I’m not being a snob. I’m not saying this because I want people to work hard. It’s not a laziness thing, it’s a matter of knowing your shit and being for real. If your model fails, you want to be able to figure out why it failed. The only way to do that is to know how it works to begin with. Even if it worked in a given situation, when you train on slightly different data you might run into something that throws it for a loop, and you’d better be able to figure out what that is. That’s your job.

As I see it, there are three problems with the democratization of algorithms:

  1. As described already, it lets people who can load data and press a button describe themselves as data scientists.
  2. It tempts companies to never hire anyone who actually knows how these things work, because they don’t see the point.
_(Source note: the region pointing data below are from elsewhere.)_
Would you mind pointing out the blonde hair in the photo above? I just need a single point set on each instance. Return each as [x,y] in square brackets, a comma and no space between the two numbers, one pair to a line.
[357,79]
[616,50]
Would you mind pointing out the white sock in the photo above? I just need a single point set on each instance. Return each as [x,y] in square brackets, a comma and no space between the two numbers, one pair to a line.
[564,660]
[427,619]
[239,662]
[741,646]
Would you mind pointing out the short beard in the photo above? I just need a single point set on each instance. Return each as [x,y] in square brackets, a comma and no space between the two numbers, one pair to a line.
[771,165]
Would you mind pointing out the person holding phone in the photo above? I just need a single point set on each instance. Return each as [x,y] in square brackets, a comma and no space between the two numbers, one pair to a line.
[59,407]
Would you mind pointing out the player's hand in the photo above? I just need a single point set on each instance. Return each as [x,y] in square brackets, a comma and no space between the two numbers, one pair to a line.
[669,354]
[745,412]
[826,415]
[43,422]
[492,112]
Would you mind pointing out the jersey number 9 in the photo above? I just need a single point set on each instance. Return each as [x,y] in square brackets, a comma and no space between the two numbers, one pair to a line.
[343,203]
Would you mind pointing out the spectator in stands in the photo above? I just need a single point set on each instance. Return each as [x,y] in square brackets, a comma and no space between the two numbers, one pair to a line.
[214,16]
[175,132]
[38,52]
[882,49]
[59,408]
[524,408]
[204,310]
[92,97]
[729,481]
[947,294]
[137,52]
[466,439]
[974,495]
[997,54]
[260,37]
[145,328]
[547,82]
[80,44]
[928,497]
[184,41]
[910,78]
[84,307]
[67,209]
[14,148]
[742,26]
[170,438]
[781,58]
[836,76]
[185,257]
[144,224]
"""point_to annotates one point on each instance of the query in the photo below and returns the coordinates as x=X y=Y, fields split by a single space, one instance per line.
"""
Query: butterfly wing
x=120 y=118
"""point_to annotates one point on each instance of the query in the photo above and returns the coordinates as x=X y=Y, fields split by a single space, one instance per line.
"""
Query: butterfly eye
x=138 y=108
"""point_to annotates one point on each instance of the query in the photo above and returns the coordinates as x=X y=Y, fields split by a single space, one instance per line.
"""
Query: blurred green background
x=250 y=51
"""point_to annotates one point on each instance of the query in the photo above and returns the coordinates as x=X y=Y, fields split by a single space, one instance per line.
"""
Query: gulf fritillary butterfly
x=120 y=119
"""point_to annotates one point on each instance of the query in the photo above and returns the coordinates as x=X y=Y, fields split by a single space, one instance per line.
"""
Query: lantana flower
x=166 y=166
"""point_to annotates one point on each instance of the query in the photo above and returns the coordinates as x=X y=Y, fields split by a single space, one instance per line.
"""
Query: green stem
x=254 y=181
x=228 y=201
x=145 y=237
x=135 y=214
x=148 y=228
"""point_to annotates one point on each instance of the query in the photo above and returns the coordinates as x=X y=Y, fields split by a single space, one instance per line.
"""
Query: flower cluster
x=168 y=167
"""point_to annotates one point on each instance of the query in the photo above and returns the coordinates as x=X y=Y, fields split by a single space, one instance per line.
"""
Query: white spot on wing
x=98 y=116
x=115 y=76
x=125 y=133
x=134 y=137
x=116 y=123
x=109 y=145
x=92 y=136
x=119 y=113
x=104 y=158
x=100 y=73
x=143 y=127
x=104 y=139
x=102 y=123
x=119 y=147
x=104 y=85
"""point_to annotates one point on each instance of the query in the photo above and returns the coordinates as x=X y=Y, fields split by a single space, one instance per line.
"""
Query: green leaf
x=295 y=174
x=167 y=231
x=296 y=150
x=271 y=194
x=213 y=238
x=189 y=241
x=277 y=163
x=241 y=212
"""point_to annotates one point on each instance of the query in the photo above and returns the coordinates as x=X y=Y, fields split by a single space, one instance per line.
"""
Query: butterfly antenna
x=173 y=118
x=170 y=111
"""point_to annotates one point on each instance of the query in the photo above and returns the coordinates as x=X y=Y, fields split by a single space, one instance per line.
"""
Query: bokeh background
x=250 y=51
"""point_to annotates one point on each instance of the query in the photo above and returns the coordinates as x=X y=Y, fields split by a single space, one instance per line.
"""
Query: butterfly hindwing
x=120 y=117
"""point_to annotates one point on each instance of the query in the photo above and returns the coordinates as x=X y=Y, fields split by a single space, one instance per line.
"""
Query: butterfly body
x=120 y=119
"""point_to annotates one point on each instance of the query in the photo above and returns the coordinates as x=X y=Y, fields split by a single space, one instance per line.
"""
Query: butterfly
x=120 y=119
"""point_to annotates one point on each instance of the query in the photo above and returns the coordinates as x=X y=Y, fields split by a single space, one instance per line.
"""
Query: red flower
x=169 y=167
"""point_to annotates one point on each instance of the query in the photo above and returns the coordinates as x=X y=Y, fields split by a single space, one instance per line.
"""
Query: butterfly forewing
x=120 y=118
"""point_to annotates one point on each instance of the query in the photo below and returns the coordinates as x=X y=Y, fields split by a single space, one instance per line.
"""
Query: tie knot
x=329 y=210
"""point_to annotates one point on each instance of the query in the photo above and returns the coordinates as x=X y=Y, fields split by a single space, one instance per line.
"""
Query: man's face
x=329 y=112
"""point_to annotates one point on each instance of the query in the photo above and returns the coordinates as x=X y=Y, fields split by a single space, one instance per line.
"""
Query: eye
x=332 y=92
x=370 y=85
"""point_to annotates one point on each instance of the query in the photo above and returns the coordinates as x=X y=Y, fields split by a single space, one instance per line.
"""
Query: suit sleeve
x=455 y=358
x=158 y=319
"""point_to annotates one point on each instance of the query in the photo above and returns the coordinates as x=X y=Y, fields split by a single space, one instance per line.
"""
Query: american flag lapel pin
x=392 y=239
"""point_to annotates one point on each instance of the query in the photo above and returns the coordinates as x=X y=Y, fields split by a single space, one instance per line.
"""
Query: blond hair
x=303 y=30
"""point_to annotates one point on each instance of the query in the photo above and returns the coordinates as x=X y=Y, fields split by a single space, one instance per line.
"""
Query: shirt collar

This is a mistake, and could have dire consequences, both for the company and for the world, depending on how widely their crappy models get used.
  3. Businesses might think they have awesome data scientists when they don’t. That’s not an easy problem to fix from the business side: posers can be fantastically successful exactly because non-data scientists who hire data scientists in business, i.e. business people, don’t know how to test for real understanding.

How do we purge the posers?
We need to come up with a plan to purge the posers, they are annoying and making a bad name for data science.

One thing that will be helpful in this direction is Rachel Schutt’s Data Science class at Columbia next semester, which is going to be a much-needed bullshit free zone. Note there’s been a time change that hasn’t been reflected on the announcement yet, namely it’s going to be once a week, Wednesdays for three hours starting at 6:15pm. I’m looking forward to blogging on the contents of these lectures.